The Aquarium provides educational programming, aligned to state curriculum standards, to students who visit the campus on field trips and through an outreach program available to schools and communities within 150 miles of its location. Its programs include free admission to the facility for more than 30,000 students annually. During 2015, in partnership with Tennessee Tech University, Aquarium and TNACI educators developed a virtual reality program using the Oculus Rift system, which simulates the experience of snorkeling in a river for students who visit the Aquarium and allows them to experience the impact of water pollution firsthand. The Aquarium also offers a range of camps, workshops and other programming for children and teens, and internships and collaboration opportunities for college students. It has established an ongoing relationship with the Calvin Donaldson Environmental Science Academy, a Title 1 magnet elementary school located in the South Chattanooga neighborhood, offering the students a range of activities including field trips to the Aquarium, field study programs, and an overnight camp-out experience.
The TNACI includes school groups in the release of lake sturgeon and other species into local rivers, and since 2012 it has offered a week-long summer program, CLAW (Conservation Leadership in Action Week) Camp, for high school students.
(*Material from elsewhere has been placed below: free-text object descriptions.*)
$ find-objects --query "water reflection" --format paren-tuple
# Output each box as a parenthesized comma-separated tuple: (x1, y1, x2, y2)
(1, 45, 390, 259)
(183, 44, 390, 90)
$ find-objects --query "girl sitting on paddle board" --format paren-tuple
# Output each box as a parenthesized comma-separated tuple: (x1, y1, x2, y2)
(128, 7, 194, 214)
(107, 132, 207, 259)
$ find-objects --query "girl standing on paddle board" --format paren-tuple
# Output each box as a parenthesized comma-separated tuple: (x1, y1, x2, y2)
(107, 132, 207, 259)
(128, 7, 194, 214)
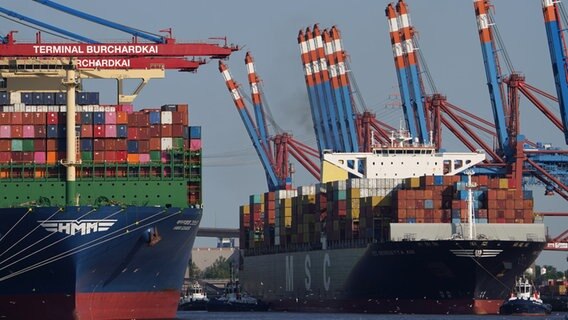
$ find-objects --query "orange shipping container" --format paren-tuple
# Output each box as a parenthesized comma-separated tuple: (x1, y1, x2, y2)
(47, 151, 57, 164)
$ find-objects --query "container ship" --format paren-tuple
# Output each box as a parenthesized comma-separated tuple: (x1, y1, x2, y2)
(0, 79, 203, 318)
(238, 131, 547, 315)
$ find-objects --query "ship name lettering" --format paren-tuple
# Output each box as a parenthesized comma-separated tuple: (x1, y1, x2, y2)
(323, 253, 331, 291)
(285, 255, 294, 292)
(176, 220, 196, 225)
(304, 254, 311, 291)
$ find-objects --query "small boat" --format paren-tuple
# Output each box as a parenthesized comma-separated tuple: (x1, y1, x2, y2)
(499, 277, 553, 316)
(207, 280, 269, 312)
(178, 281, 209, 311)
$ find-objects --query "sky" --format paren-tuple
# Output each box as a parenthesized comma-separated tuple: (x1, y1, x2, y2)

The Institute also offers internships for college students and graduates, and works with graduate students. In 2014, over 300 students studied with the TNACI.
Aquarium outreach programs include the community as a whole. A notable example is the Serve & Protect program, which educates the public about sustainable seafood. It was established in 2011 in partnership with chef and television personality Alton Brown, an advocate of sustainable fisheries, who visited Chattanooga for events in 2011 and 2012. Serve & Protect activities, including cooking demonstrations, cook-offs and dinners, are designed to encourage visitors and participants to consume sustainable seafood such as catfish, squid, arctic char and summer flounder, as a way of removing pressure from threatened fisheries. The Aquarium also participates in the AZA’s SAFE (Saving Animals From Extinction) program, focusing on shark conservation.